Настаивая на важности и инструментальной полезности понятия "хозяйственный механизм", я хотел бы одновременно привлечь внимание к его, пользуясь компьютерным термином, сетевому окружению. Готовность признать за посаженным на землю рабом некоторые признаки полезного члена общества, должна была, помимо психологической уверенности, принять социально значимые формы, прежде всего юридические. В самом деле, если в усадьбе раба из поколения в поколение рождаются дети, значит это уже семья, и общество должно, в своих же интересах, признать этот факт и выразить его на языке права. Если раб исправно ведет хозяйство, несет возложенные на него повинности, поставляет на рынок продукты своего труда, если он не нарушает границ соседних наделов, проводя различие между сервитутом и своеволием, — то кем бы он ни был по рождению и статусу, характер его прав на вверенную ему землю, давно ставшую "его" землей, также должен быть определен в категориях права. Я старался показать, с каким трудом писатели и писцы раннего средневековья подбирали термины, пригодные для такого определения, и как медленно и неуверенно менялась при этом система правовых понятий. Однако итог этой трансформации совершенно однозначен: пускай с оговорками и неясностями, держательские права зависимого крестьянина шаг за шагом обретали владельческую защиту, необходимую как юридическое обеспечение и социальная страховка работы нового хозяйственного механизма.

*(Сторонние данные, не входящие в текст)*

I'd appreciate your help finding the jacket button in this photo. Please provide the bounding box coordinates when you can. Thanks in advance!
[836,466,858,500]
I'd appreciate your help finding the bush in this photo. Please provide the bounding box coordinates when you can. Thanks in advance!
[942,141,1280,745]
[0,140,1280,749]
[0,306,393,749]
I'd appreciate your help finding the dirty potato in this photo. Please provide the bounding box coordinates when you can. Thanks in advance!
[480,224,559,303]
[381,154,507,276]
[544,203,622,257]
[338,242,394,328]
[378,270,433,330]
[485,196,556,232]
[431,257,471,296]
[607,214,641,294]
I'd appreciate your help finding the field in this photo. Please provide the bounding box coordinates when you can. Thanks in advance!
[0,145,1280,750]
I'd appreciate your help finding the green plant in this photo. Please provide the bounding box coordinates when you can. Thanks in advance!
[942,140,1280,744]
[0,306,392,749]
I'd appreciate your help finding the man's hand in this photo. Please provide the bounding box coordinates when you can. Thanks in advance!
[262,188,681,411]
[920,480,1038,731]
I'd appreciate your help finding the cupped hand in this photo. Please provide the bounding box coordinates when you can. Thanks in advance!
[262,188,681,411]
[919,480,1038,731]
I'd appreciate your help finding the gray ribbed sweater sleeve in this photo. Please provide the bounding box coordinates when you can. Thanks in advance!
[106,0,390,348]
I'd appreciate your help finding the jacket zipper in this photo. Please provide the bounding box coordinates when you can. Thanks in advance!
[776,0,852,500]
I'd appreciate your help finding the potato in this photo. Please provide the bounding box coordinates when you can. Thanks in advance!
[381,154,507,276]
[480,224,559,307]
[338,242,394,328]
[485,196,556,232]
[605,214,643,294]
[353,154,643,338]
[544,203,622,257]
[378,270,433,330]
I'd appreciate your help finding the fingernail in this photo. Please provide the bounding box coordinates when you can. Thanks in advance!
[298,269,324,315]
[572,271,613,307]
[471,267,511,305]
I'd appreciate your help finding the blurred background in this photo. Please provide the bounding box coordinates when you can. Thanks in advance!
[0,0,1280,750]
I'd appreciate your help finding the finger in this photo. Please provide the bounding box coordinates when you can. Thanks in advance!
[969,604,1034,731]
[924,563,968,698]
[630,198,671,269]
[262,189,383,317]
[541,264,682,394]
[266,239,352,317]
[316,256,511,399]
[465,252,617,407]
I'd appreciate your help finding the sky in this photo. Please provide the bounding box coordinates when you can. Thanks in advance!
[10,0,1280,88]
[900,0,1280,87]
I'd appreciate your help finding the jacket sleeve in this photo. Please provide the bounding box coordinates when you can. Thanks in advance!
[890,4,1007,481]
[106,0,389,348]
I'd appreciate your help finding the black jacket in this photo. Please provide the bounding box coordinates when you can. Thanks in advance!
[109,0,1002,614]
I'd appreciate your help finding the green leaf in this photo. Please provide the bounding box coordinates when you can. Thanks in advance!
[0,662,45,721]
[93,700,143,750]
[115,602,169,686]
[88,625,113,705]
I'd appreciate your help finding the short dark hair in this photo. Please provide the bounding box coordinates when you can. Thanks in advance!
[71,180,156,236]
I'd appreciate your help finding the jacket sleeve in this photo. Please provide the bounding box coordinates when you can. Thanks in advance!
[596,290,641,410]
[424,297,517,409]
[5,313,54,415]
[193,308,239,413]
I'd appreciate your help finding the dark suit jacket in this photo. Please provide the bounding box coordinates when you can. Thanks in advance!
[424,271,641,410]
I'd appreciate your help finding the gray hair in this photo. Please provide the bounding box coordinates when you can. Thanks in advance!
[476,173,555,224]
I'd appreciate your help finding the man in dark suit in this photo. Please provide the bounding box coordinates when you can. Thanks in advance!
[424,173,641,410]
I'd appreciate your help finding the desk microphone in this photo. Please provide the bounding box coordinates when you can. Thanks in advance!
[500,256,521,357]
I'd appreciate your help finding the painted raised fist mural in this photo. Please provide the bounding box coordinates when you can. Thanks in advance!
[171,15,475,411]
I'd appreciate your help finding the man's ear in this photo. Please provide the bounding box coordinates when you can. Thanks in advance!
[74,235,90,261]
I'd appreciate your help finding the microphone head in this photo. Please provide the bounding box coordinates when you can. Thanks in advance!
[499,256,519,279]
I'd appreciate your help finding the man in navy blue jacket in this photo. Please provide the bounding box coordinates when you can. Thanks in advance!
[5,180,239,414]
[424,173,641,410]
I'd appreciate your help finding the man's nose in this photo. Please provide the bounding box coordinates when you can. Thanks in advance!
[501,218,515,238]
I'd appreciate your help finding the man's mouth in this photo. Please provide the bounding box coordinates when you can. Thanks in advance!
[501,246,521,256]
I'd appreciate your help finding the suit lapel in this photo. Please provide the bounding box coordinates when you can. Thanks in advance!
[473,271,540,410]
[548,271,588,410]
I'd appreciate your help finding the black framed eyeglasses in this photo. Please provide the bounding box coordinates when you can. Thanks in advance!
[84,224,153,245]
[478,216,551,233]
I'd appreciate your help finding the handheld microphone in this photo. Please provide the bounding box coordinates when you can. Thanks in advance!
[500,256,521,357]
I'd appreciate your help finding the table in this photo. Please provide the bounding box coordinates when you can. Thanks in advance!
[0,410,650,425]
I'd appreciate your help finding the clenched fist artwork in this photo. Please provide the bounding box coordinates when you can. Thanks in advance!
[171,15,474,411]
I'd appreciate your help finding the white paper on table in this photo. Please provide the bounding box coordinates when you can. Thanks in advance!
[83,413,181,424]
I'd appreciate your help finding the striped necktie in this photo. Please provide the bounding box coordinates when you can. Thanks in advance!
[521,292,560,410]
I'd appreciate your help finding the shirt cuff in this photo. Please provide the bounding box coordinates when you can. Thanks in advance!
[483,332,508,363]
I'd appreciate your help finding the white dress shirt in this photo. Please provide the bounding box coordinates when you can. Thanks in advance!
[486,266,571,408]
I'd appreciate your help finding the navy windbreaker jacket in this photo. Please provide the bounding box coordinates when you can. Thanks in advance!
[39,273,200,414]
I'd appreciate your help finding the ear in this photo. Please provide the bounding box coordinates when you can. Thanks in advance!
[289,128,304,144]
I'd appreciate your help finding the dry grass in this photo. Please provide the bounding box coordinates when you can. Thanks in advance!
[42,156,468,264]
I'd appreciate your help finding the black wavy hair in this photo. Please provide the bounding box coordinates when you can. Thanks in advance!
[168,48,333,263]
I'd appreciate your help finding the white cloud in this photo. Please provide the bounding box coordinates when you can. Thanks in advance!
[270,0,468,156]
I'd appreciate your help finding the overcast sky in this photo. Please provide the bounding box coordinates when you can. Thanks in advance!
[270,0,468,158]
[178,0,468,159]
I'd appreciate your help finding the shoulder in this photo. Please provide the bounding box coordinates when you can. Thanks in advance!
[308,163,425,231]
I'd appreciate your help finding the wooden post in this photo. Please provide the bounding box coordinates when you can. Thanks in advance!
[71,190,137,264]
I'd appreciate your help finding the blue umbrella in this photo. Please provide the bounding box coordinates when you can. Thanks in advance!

Превращение раба в сельского хозяина, как правило, предшествовало улучшению его социально-юридического статуса. Однако оба эти процесса тесно связаны с изменением общественной роли раба, а именно с обретением им функций и полномочий прихожанина, ополченца и участника обороны той местности, где он жил, а в перспективе — и "соседа". В этом качестве он вступал в родственные отношения с другими местными жителями, в том числе, не несшими на себе рабского клейма, и вместе с ними ведал многообразными вопросами, вытекающими из общежития — сначала в пределах более или менее определенной, но чаще всего открытой территории, а начиная с XXI вв. — в пределах кучевого поселения, резко увеличившего общинные потенции крестьянина.

Серьезной социально-психологической опорой вчерашнему рабу, добивавшемуся пересмотра своего статуса, служило сохранение в недрах окружавшего его общества свободных римских крестьян (о которых применительно к этому периоду не так уж много известно и которых в этом схематическом изложении я, по возможности, не упоминаю), а также германских поселенцев. Несмотря на это, процесс изживания рабства как правового статуса растянулся на долгие столетия, завершившись лишь к началу XI в., когда из южнофранцузских документов исчезают упоминания о сервах. С этого времени все — и зависимые крестьяне, и их господа — зовутся, как и пристало добрым христианам, просто "людьми". При этом дарения и продажи крестьян, с землей или без нее, не прекратились, как не исчезли другие формы их социальноюридического подчинения. Речь, однако, теперь идет о зависимости, которая даже в своих крайних формах не тождественна рабству: вещь может только принадлежать, но никак не зависеть. Уже поэтому переход от рабства к зависимости был огромным шагом вперед.